Thank you for your reply, Reese!
> What version of GM are you running?
# rpm -qa |egrep "^gm-[0-9]+|^gm-devel"
Is this too old?
> And are you sure that gm_board_info
> shows all the nodes that are listed in your machine file?
Yes, that was the issue - bad cable connection to my compute node
prevented it from being seen on the fabric :( Thanks for pointing this
out for me.
> Could you send
> a copy of your gm_board_info output , please?
GM build ID is "2.0.24_Linux_rc20051223164441PST
@dr11.myco.com:/usr/src/redhat/BUILD/gm-2.0.24_Linux Tue Jan 30
23:07:45 EST 2007."
Board number 0:
lanai_cpu_version = 0x0a00 (LANai10.0)
lanai_sram_size = 0x001fe000 (2040K bytes)
LANai time is 0x209b211b12 ticks, or about 1043 minutes since reset.

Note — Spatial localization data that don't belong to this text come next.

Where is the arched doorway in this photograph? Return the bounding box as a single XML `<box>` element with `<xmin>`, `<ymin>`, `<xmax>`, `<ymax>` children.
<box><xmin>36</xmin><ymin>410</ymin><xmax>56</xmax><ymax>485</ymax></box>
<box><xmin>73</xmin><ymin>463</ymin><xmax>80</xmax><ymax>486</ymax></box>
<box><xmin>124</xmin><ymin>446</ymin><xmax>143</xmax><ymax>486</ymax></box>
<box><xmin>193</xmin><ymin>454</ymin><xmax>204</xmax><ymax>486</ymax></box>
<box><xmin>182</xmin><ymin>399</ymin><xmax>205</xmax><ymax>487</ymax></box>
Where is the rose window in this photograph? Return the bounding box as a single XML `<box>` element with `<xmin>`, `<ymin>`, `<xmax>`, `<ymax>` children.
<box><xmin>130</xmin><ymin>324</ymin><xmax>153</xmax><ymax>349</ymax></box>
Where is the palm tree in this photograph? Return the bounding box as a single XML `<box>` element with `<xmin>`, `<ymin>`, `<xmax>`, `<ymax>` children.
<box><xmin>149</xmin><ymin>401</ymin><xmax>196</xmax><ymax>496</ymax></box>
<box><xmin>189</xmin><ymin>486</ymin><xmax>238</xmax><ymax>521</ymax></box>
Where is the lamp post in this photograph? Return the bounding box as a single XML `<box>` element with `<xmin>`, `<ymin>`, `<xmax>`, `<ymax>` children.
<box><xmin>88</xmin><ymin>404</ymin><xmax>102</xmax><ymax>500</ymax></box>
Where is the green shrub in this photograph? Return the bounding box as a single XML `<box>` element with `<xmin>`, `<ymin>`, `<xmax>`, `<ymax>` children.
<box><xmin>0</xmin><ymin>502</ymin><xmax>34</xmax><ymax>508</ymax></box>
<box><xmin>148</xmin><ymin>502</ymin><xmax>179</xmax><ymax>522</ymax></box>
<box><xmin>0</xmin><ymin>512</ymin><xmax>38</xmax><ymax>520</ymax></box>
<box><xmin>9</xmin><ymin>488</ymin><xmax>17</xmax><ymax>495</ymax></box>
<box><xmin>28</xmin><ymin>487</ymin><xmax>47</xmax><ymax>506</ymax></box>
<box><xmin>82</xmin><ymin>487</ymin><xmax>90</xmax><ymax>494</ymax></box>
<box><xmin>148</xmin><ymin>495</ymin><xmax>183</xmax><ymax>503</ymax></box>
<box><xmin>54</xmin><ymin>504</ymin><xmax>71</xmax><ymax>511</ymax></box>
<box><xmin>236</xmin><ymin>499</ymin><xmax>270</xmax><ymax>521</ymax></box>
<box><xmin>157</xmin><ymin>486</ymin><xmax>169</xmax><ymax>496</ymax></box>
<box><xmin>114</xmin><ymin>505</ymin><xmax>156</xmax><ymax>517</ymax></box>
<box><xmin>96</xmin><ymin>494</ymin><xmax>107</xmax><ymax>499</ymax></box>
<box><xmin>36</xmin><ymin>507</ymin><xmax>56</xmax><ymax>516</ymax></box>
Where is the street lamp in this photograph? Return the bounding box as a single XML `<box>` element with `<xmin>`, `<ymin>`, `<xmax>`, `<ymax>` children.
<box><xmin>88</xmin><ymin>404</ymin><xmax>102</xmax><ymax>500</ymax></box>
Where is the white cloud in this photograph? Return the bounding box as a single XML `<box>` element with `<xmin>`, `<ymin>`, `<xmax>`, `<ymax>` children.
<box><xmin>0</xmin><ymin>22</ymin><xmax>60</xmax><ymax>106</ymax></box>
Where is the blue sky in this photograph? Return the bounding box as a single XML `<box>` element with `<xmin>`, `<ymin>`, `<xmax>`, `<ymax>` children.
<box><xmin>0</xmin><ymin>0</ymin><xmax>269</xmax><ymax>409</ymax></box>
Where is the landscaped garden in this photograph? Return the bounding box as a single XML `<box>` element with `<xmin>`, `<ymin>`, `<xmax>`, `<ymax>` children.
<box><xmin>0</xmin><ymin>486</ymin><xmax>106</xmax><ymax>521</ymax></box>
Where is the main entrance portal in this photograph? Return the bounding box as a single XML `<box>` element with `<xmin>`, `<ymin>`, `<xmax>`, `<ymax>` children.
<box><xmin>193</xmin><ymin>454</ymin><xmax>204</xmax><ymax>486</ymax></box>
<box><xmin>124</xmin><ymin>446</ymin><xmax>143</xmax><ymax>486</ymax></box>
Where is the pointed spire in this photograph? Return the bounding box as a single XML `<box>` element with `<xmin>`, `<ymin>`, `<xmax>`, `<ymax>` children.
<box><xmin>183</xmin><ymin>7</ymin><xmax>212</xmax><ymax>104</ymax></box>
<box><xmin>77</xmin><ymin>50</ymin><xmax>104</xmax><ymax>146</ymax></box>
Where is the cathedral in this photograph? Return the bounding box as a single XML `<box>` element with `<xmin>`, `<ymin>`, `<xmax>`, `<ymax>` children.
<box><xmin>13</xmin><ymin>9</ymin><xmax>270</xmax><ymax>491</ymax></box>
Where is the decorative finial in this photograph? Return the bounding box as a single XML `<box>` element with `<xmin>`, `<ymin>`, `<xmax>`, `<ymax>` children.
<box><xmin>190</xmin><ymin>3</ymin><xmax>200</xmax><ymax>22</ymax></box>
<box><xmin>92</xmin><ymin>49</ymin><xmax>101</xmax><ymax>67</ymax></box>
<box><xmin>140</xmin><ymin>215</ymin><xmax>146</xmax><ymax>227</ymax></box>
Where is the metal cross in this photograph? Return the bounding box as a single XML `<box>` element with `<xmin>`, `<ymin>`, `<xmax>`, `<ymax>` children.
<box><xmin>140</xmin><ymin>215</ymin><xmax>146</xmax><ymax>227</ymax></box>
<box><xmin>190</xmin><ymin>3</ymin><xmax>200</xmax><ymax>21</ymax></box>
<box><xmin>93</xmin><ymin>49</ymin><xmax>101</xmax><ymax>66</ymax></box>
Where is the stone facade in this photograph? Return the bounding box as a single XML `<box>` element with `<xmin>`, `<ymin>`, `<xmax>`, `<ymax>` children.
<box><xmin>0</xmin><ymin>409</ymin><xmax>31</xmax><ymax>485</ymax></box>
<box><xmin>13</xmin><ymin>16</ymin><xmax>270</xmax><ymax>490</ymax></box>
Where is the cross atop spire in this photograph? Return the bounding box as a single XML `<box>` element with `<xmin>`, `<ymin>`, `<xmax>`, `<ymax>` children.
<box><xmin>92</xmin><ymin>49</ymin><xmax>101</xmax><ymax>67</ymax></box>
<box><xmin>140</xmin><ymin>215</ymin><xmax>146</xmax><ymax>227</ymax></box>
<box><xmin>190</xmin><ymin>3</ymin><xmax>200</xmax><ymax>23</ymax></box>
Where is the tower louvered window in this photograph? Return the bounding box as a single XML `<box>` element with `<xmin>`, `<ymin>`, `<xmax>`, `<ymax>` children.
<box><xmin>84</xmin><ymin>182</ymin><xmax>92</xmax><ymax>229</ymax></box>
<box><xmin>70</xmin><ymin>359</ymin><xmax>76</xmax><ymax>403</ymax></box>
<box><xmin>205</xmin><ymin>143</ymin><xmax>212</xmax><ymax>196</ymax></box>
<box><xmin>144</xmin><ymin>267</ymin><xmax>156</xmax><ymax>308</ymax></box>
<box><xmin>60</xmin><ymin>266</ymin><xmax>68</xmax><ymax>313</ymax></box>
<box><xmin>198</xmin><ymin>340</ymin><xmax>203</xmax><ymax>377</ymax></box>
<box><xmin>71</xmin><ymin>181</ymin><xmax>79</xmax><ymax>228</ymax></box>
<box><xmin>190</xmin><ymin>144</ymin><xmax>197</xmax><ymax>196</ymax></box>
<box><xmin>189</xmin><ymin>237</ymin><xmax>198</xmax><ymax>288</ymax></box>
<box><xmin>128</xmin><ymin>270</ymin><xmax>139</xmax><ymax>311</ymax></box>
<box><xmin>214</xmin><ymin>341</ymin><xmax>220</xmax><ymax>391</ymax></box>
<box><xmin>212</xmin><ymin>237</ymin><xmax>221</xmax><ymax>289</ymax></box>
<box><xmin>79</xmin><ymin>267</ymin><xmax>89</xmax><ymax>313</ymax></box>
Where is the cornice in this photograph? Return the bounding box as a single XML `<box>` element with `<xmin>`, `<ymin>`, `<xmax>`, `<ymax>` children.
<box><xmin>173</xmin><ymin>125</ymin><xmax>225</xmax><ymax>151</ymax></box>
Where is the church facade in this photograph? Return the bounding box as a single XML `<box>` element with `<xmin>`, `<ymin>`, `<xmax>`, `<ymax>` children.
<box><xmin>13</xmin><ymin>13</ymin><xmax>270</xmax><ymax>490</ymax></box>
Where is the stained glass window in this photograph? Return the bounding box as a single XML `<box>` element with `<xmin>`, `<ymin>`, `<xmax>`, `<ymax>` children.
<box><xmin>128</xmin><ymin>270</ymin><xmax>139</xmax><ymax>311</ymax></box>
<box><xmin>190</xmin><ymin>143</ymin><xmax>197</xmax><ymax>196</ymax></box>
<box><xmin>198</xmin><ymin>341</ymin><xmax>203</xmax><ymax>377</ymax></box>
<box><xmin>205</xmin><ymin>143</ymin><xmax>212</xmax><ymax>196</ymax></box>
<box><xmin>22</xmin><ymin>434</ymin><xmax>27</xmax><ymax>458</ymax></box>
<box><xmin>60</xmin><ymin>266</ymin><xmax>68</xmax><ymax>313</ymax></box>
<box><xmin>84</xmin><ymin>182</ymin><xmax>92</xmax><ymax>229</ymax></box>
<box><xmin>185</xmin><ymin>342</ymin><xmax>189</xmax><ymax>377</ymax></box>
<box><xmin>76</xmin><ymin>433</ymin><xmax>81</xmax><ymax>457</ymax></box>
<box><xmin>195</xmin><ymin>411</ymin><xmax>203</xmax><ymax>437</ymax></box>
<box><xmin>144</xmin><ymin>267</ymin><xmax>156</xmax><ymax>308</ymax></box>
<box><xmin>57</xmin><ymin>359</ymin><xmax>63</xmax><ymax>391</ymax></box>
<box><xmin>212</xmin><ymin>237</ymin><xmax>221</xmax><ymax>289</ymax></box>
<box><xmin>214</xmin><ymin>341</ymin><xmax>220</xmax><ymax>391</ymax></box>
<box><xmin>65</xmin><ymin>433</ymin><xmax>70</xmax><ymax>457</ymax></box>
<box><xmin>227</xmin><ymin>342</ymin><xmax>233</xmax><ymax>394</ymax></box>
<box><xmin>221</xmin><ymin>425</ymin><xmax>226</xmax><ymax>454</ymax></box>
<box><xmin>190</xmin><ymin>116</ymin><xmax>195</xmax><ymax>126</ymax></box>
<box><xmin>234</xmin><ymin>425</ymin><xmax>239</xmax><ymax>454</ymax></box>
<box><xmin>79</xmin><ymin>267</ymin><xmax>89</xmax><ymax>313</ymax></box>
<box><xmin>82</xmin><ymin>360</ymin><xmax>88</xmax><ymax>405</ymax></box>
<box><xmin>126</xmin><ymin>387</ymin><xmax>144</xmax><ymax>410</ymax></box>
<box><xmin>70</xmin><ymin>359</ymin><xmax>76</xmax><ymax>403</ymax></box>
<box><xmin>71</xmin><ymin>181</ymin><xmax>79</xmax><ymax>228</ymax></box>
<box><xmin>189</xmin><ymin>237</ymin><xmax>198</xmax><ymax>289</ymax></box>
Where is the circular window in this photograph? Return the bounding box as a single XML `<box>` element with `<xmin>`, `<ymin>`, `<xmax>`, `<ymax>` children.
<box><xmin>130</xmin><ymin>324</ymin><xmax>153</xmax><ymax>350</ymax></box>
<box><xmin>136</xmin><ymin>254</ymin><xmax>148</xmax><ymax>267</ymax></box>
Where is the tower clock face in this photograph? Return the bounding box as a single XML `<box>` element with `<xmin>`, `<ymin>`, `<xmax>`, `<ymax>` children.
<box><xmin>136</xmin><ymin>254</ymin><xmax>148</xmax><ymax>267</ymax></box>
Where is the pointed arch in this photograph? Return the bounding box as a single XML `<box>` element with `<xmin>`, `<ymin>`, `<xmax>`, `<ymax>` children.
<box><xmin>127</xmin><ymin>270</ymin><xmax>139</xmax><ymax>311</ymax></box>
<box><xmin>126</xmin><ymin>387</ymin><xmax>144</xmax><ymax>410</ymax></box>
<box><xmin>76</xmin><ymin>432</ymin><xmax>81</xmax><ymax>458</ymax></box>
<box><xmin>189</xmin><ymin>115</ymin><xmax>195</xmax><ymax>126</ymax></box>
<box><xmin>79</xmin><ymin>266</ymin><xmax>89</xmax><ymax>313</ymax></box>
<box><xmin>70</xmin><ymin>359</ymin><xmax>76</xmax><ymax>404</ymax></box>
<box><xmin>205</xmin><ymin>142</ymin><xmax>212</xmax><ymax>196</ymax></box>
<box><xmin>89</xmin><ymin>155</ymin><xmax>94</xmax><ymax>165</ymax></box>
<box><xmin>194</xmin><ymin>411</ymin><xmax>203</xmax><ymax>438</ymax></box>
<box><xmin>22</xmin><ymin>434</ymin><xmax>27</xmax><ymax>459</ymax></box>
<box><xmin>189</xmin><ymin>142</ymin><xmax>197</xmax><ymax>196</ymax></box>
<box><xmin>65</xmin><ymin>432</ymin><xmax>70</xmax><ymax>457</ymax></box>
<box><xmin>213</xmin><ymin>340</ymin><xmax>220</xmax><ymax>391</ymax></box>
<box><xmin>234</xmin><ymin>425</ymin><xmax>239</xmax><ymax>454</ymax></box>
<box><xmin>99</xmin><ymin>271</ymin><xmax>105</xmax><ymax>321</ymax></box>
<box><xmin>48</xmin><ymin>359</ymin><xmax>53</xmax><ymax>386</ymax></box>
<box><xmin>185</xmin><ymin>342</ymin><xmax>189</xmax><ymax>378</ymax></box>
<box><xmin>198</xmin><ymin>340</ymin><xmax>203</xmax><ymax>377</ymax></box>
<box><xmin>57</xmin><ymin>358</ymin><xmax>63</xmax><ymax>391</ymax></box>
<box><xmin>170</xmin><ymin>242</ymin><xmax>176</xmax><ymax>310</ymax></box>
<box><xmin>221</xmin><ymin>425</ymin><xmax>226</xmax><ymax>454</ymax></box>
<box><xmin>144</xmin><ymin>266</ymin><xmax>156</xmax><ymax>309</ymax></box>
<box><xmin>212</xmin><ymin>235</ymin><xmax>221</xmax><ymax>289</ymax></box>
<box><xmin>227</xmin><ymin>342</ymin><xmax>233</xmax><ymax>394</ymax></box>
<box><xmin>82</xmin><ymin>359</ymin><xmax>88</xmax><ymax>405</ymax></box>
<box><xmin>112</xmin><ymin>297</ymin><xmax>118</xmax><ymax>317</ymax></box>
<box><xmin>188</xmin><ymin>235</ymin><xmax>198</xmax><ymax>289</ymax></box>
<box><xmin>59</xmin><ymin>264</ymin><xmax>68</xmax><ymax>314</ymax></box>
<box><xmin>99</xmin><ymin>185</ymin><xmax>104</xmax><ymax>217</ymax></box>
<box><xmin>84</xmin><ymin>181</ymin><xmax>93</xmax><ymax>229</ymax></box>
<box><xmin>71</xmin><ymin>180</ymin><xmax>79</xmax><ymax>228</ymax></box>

Mapper is 00:60:dd:49:99:96.
Map version is 1965903.
Network is fully configured.
This node is "dr11.myco.com"
Board has room for 16 ports, 1559 nodes/routes, 16384 cache entries
Port token cnt: send=61, recv=253
Port: Status PID
0: BUSY 7489 (this process [gm_board_info])
1: BUSY 25113
Route table for this node follows:
gmID MAC Address gmName Route
---- ----------------- -------------------------------- ---------------------
1 00:60:dd:49:1e:bf dr11.myco.com (this node)
2 00:60:dd:49:99:96 dr05.myco.com 81 (mapper)
> A mismatch between the list
> of nodes actually configured onto the Myrinet fabric and the machine file is
> a common source of errors like this. The mismatch could be caused by cable
> failure or other mapping issues.
Could you elaborate on the mapping issues you mentioned? What are they?
> Why GM instead of MX, by the way?
We have a few MX cards in-house, but no MX switch due to its current
market price. So we're only able to perform MX testing using
direct-connection cables, which is not very exciting :) On the
contrary, we've already had GM boards and a switch and found it
sufficient for OpenMPI testing purposes. Would be great to upgrade to
MX in the near future.
Thank you very much for your help.